Almost 180 years after an Irish-born, Rome-trained cleric was called east from the Kentucky frontier to quash a dominance-mad laity and, in response, establish an ecclesial structure oriented to the opposite extreme -- one which, with time, would come to manifest destructive excesses all its own -- it's one of history's ironies that a product of the very seminary founded to assert the "new order" of the 1830s returns to the same frontier as the embodiment of an even newer, more fruitful order: a "via media" accomplished by the few, one unthinkable amid the caste warfare of old.
"You are the leaders," Kurtz told Knoxville's new adult faith formators in commissioning them last month, noting that the purpose of the new outreach, and their role in it, wasn't simply to serve as "good organizers," but for all sides to work together "for us to go back and reclaim our faith."

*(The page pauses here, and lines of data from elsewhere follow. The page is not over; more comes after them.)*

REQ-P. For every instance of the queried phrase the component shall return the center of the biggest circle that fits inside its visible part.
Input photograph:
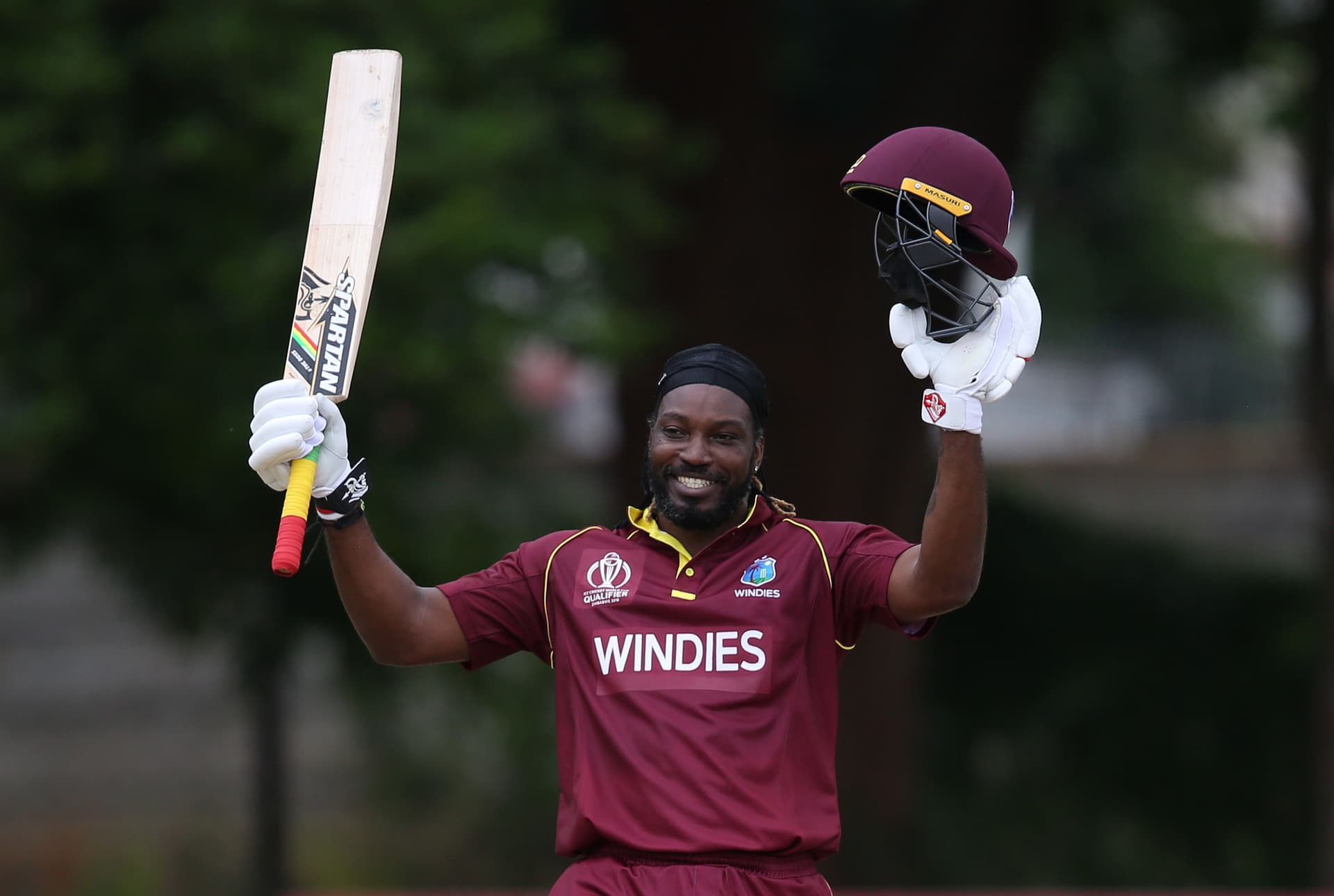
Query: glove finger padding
(998, 392)
(286, 388)
(905, 327)
(272, 459)
(333, 465)
(1025, 300)
(304, 429)
(304, 406)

It's not a given everywhere, but a new archbishop's record reflects the awareness that the work of reclaiming faith isn't a question of shirking the new for the sake of the old, or vice versa, but embracing the best of both. That the way forward doesn't lie in clericalizing the laity nor laicizing the clergy, but integrating and affirming the two. That a sound future becomes impossible when its fidelity to the past is distorted into false dichotomies. That it's not an issue of Purple Rain vs. pastoral councils, learning Spanish vs. luring seminarians, liturgical norms vs. listening, charity vs. the catechism, reclaiming vs. relevance -- that for all of these, and every other thread that falls between the twin imperatives of revelation and renewal, tradition and its future, the answer isn't one of "either/or," but "both/and."
In its report tapping the diocese as the nation's healthiest, Crisis magazine observed that, working from the base of a "joyful" witness, not only do successful bishops "evince an enthusiasm for the faith and the church," they "assume personal responsibility for the outcomes that are their priorities," and -- so say their priests -- they inspire candor and confidence with "the willingness... to be open to reassessing the success or failure" of the direction they set.
As the dawn of American Catholicism's post-institutional era pushes its opportunities and challenges into the spotlight, the findings aren't just the modern template for a healthy fold: these days -- or, at least, on this day -- they're how metropolitans are made.